1 The SSRIM schedule followed a variable pricing scheme rather than a fixed discount rate as the original contract specified.

-4- E. TLDI In September 2007, Crutcher began providing office management services for TLDT. On February 5, 2008, Crutcher filed Articles of Organization for TLDI. TLDI occupied the office space formerly occupied by TLDT and Branson Imaging. On February 22, 2008, Crutcher wrote to PHCS advising that the imaging facility had again changed its ownership and name.

On or about May 5, 2008, Crutcher sent a fax to appellees, advising again of the name change and requesting that TLDI be substituted for Branson Imaging under the Network Agreement.

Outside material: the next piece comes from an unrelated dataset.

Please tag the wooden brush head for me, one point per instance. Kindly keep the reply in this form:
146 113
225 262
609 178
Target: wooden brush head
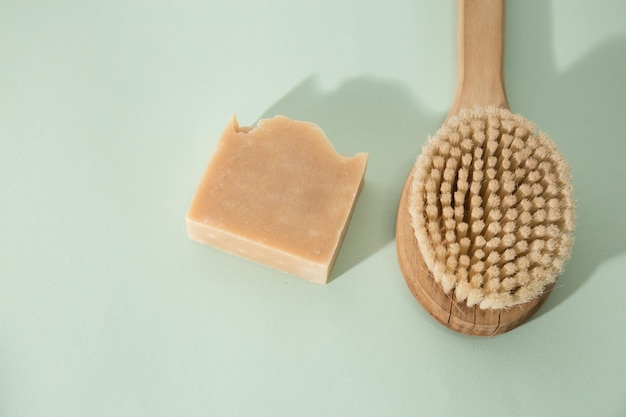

The fax included a letter from Crutcher to “ATTN: Registrar Fax 1-781-487-8273,” with the subject line “Name Change/TIN change,” dated April 16, 2008. R. Doc. 295-2, at 30. That letter reads:

Dear Registrar, we have changed our name and EIN. The former name for our company was Branson Imaging. The address remains the same as well as the services and imaging capabilities we offer. Please make the following changes to update your system. See accompanying W-9 form.

Tri Lakes Diagnostic Imaging, LLC (formerly known as Branson Imaging) 523 State Hwy 248, Suite 300 Branson, MO 65616 417-332-2152 Fax 417-332-0443

Id. Crutcher identified the “NEW EIN” and noted that “[t]he billing address is the same as the business address above.” Id.